The insurer readily admitted that after, a decade-long relationship with its preferred provider organization (PPO) vendor, the insurer could not identify a single quality medical provider in the network.
It was no wonder, because the entire business relationship with the PPO was based on discounts from network providers. The only document produced was an Excel spreadsheet showing total billed vs. total paid charges; nothing about what was paid for or to whom it was paid.
The entire foundation of the insurer's network strategy was what is known as "percentage of savings" arrangements with the PPO and corporate clients. Corporate clients typically pay 33% of these savings to insurance companies and third-party administrators, making them a major cash cow.
When I asked to see a breakdown of providers by specialty and how they matched up with the insurer's clients' work locations, I was met with blank stares. I asked, "If a client is billed for a discount on an MRI that was not medically necessary, how is that a savings?" The reply was a proud, "The more MRIs ordered, the more money we make."

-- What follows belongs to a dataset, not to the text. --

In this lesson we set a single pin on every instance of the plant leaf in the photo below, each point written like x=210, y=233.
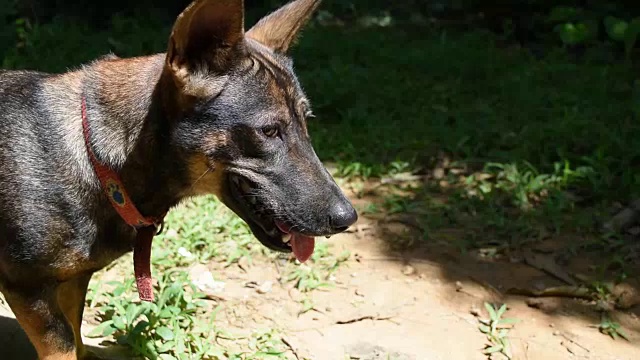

Not a thing in the PPO network criteria included selecting credentialed, high-quality providers who were experienced in the diagnosis and treatment of work-related injuries and illness. That was a new concept to the insurer. It was not looking for the best doctor in town; it wanted the cheapest.
I found memos in which both the utilization review team and the unit that handled self-insured clients were completely in favor of developing a network based on the quality of care. But they were not invited to the table on corporate network strategy. Nothing was going to change that network strategy and cash cow.
Corporate clients have been paying for phantom savings for decades through these "percentage of savings" PPO arrangements.
That must change.
A corporate-wide network strategy must start at the moment of injury and consist of a pre-planned strategy at the local worksite. People say that all politics is local, and that is true with healthcare. All healthcare is local. Injured workers need to be treated by the best and most appropriate medical provider from the moment of injury. That should be the only network strategy. Period.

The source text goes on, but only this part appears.